Alessa menatap balik kedalaman mata kelam Giovanni dengan ketegasan yang menolak untuk sepenuhnya tunduk. Amarahnya yang mendingin berpadu dengan insting bertahannya, menciptakan garis pertahanan mental yang unik di siang yang menjelang malam itu.
"Kontrak kerja yang sangat kaku dan manipulatif, Mas Bos Giovanni Alberto," balas Alessa, senyum ironisnya kembali melebar meskipun hatinya bergetar melihat dominasi mutlak pria di depannya. "Lu gak cuma melunasi utang judi kakak gue, tapi lu juga mau menghapus silsilah eksistensi tempat tinggal gue di Surabaya.

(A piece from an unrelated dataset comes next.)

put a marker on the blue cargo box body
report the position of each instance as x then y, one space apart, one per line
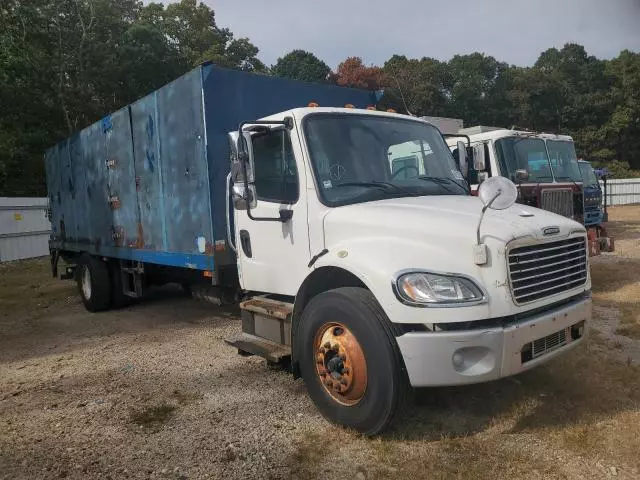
147 182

Lu bener-bener monster finansial sejati yang punya selera parfum tingkat dewa. Tapi gak apa-apa, lakukan saja sesuka lu, Mas Bos. Toh, tanda tangan gue di kertas foil emas tadi siang sudah bikin gue resmi jadi komoditas hiburan pribadi lu yang paling elegan."
Giovanni kembali menegakkan tubuhnya, menatap Alessa dengan silsilah tatapan yang tidak lagi memiliki riak emosi kasar, melainkan sebuah kepuasan dingin yang pekat. Pembersihan besar-besaran terhadap orang-orang yang membuat Alessa berlari tanpa alas kaki telah resmi diselesaikan di babak pertama ini. Siksaan sang kakak kandung telah berakhir dengan kata Basta yang mutlak, dan kini lembaran takdir baru di bawah hukum internasional aliansi Alberto siap digulirkan sepenuhnya untuk menguji seberapa jauh sarkasme gila Alessa bisa bertahan di tengah kemewahan dimensi Il Miliardario.